Ce n'est pas parce que les entreprises ayant négocié sur la base des lois Aubry ont appliqué une politique de modération salariale que les salariés n'ont pas bénéficié d'une augmentation globale de leur pouvoir d'achat. Je vous renvoie encore une fois aux chiffres. De 1997 à 2002, le pouvoir d'achat du revenu disponible des ménages a connu une augmentation annuelle de plus de 3 %, due pour deux tiers aux créations massives d'emplois et pour un tiers à la hausse du revenu moyen. C'est un résultat jamais atteint depuis que votre majorité est au pouvoir. Au dernier trimestre de l'année 2007, le pouvoir d'achat du salaire a même baissé – j'ai sous les yeux la dernière note de conjoncture de l'INSEE, dont la publication a d'ailleurs été commentée de manière plutôt amusante par la ministre de l'économie. Et au premier trimestre de l'année 2008, il a continué à baisser.
Monsieur le ministre, j'aimerais ici évoquer le partage du travail. En subventionnant les heures supplémentaires, vous avez mis en place un dispositif qui fait que les entreprises, au lieu d'embaucher, peuvent choisir d'augmenter la durée du travail de leurs salariés. Le problème, c'est qu'elles ne le font pas. Vous avez d'ailleurs été obligés de réviser l'objectif annoncé dans la loi TEPA de 900 millions d'heures supplémentaires pour le ramener à 750 millions, sur la base des données du premier trimestre. Nous ne disposons pas encore de données précises mais quand bien même il y aurait un légère augmentation du recours aux heures supplémentaires – ce que je ne crois pas –, cela se ferait au détriment des créations d'emplois.

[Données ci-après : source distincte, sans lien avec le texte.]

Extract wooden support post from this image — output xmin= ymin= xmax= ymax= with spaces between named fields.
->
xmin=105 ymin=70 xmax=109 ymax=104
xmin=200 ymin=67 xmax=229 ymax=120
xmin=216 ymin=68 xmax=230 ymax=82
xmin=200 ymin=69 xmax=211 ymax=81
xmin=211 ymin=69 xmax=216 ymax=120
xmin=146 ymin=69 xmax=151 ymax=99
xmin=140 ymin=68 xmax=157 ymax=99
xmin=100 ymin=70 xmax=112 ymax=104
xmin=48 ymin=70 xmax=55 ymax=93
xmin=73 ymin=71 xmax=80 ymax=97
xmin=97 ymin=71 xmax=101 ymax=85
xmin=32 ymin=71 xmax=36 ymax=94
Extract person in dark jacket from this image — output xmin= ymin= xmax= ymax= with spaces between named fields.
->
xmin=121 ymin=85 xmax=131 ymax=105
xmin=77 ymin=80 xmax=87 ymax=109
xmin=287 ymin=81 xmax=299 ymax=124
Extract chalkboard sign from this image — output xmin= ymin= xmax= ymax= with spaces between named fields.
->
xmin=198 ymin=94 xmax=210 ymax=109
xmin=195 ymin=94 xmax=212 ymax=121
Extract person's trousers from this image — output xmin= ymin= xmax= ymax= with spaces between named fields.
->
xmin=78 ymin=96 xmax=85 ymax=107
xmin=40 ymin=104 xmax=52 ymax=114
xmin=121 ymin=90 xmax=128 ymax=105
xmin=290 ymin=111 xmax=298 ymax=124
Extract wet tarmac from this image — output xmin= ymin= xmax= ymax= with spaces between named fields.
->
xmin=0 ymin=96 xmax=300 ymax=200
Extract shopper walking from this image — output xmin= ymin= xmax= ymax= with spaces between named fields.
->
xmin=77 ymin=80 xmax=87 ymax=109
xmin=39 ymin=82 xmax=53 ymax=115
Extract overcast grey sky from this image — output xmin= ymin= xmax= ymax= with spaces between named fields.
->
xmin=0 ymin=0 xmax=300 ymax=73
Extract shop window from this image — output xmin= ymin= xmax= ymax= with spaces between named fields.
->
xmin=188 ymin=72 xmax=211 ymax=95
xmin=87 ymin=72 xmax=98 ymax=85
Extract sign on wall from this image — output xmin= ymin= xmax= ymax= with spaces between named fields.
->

Par ailleurs, pour évaluer le principe du « travailler plus pour gagner plus », il importe de raisonner à l'échelle de l'ensemble de l'économie. Sur le long terme, le nombre total d'heures travaillées a tendanciellement baissé – je me fonde sur les chiffres de la DARES et de l'INSEE. La France a en effet créé peu d'emplois dans son histoire et a réduit la durée du travail, comme tous les pays industrialisés. Cela dit, il y a eu une période où le nombre total d'heures travaillées a augmenté de façon importante, c'est entre 1997 et 2002, avec une hausse se situant entre 7 % et 10 %. La création de 2 millions d'emplois à 35 heures a en effet généré des millions et des millions d'heures supplémentaires, malgré une baisse de la durée du travail de deux heures pour tous les autres salariés. Or, on n'observe pas du tout cela aujourd'hui. Et, de toute façon, les heures supplémentaires que vous allez peut-être gagner, ce dont je doute compte tenu de la conjoncture, seront autant d'occasions perdues de créer des emplois. Vous serez bien surpris lorsque le chiffre relatif au nombre total d'heures travaillées sera publié : vous verrez que le principe « travailler plus pour gagner plus » ne se vérifie malheureusement pas dans notre économie. (Applaudissements sur les bancs du groupe socialiste, radical, citoyen et divers gauche et du groupe de la Gauche démocrate et républicaine.)